D’abord il y eut Histoire des larmes, puis ce fut Histoire des cheveux. Et maintenant voici Histoire de l’argent. Alan Pauls clôt avec ce roman très dense la trilogie qu’il s’était proposée sur la réalité argentine vue par le filtre de quelques individus qui sont un peu ses doubles.
Malgré leur profondeur, les livres précédents jouissaient d’une certaine légèreté. Cette fois, Alan Pauls attaque de front un sujet central en Argentine et dans toute société moderne (hélas !). On n’écrit que très rarement directement sur l’argent dans les romans. La littérature est pleine de bourgeois, d’escrocs, de pauvres, de gens qui ont des rapports plus ou moins conflictuels avec l’argent, mais sur l’argent lui-même c’est tout à fait exceptionnel. Ici, les personnages principaux sont bien les billets de banque, lires, francs suisses ou dollars, peu importe. Les humains qui interviennent ne sont que des jouets manipulés par ces morceaux de papier. Et souvent, malgré la fascination qu’ils font naître, on va se laver les mains après les avoir utilisés !

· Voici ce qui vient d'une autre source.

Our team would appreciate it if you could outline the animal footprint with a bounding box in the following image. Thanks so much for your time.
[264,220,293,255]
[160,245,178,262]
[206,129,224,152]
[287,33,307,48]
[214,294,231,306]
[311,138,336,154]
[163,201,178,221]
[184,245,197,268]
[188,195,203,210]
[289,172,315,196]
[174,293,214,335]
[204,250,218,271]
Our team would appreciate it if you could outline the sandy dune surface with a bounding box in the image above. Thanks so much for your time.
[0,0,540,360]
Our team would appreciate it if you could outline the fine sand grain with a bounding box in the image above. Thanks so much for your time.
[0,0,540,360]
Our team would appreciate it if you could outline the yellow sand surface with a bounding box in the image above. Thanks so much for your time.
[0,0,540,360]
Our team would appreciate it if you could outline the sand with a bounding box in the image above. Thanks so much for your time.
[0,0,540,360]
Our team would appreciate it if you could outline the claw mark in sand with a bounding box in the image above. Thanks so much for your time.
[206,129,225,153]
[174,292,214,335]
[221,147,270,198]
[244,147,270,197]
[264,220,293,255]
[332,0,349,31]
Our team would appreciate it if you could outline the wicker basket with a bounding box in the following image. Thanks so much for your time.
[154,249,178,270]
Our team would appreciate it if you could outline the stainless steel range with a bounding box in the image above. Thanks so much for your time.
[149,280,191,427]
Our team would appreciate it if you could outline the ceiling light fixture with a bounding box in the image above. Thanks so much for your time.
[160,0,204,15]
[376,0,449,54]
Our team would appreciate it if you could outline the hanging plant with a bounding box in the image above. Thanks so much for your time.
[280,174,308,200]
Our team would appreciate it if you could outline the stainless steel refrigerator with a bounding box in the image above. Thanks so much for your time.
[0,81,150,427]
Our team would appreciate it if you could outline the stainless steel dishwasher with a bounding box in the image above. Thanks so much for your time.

Le narrateur, qui n’est pas nommé dans le roman, petit garçon argentin au début, grandit entre une mère qui, ayant été riche, ne comprend à aucun moment la valeur de la monnaie, et un père joueur compulsif qui, en fonction de sa chance, passe de l’état de millionnaire à celui d’homme ruiné pourchassé par ses débiteurs. Les seules relations que le narrateur enfant ait avec lui passent par les cartes à jouer, et donc indirectement par l’argent qu’elles symbolisent, cet argent qui tour à tour coule à flot au point de noyer la famille ou qui manque cruellement pendant de longues semaines.
Les années passent, le narrateur grandit, mûrit, mais reste, involontairement, dépendant de cette abstraction universelle, ne semble jamais maîtriser son destin, d’autant moins qu’il vit dans un pays lui aussi victime des fluctuations de sa monnaie (tout se passe entre les années 70 et la grande crise du début de ce siècle) et qui, comme le père, passe brutalement de l’opulence à la ruine. Le parallèle entre l’histoire de la famille et celle du pays est évident.
Mais ce roman, où il n’est question que de fric, est paradoxalement émouvant d’un bout à l’autre, et ce n’est pas son moindre mérite. Le moment le plus poignant se trouve vers la fin, quand, après la mort de son père, le personnage finit par faire vraiment la connaissance intime et profonde du disparu en épluchant ses carnets de comptes, sur lesquels il notait toutes ses dépenses : ces colonnes de chiffres révèlent l’ « intimité fragile, obscène » de cet homme avec qui il n’avait partagé que des appartements ou des repas.
Les romans d’Alan Pauls ne se lisent pas en un après-midi sur une plage. Ils se dégustent lentement, posément, on doit avancer pas à pas avec le narrateur. On sent l’admiration de Pauls envers Proust dans son style, le goût du détail infime mais révélateur, le temps qu’il prend pour nuancer tel ou tel fait. Au lecteur de tenter d’extraire tout ce qu’il veut nous dire, et il n’est pas certain qu’une seule lecture suffise. Cela ne veut pas dire que ce soit une lecture pesante. Elle est dense et si riche que, justement, on a une forte envie, celle de faire durer le plaisir.
Christian ROINAT
Alan Pauls : Histoire de l’argent traduit de l’espagnol (Argentine) par Serge Mestre, Christian Bourgois, 253 p., 20 €.
Alan Pauls en espagnol : El pasado / Wasabi / El factor Borges / Historia del llanto / Historia del pelo / Historia del dinero, Anagrama.
Alan Pauls en français : La vie pieds nus / Le facteur Borges / Wasabi / Histoire des larmes / Histoire des cheveux, Christian Bourgois.